By Yasin Ebrahim
Investing.com – The dollar is set to end the month sharply higher Thursday, riding a wave of positive headwinds including expectations for Treasury yields to continue their advance into year-end as the Federal Reserve prepares to tighten monetary policy.
The U.S. dollar index, which measures the greenback against a trade-weighted basket of six major currencies, rose by 0.59% to 94.33, to its highest level since November last year.
“Keep an eye on the USD index … the base this currency is building has been very impressive, and it implies we could continue to see dollar strength in the coming months,” Janney Montgomery Scott said.

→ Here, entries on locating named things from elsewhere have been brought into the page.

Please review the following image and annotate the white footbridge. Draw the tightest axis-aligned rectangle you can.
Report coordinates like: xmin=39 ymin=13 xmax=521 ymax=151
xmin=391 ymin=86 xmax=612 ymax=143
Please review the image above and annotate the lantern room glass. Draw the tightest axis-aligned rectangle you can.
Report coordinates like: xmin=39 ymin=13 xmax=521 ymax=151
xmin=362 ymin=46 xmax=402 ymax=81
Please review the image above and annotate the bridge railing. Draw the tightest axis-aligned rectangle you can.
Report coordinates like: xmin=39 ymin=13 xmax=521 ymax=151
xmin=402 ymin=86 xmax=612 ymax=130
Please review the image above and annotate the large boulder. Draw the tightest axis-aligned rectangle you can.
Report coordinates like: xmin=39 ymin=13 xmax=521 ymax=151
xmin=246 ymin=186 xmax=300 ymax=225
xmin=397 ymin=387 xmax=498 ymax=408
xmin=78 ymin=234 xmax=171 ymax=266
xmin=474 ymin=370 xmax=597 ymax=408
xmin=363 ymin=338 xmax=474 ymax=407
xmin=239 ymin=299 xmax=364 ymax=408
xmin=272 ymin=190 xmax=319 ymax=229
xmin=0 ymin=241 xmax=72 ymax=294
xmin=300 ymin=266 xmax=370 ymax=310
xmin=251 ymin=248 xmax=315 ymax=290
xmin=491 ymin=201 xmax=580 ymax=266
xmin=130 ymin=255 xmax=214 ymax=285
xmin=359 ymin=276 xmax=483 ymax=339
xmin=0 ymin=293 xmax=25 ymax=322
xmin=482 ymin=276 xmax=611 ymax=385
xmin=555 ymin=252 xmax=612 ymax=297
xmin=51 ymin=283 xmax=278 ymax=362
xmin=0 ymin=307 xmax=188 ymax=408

The greenback has been supported by a sharp increase in Treasury yields amid an increase in real rates.
“US interest rates have moved sharply higher during the past two weeks, driven almost entirely by real rates,” Goldman Sachs (NYSE:GS) said in a note.
Since September 15, the real 10-year U.S. Treasury yield has increased by 20 basis points to 0.85%.
The trend of higher rates is expected to continue as inflation continues to pick up pace and the Federal Reserve is set to begin tightening monetary policy.
“Given the low-yielder prevalence of Europe and the Yen in (dollar index) DXY weightings, expect the short-end story to keep DXY bid,” ING said in a recent note.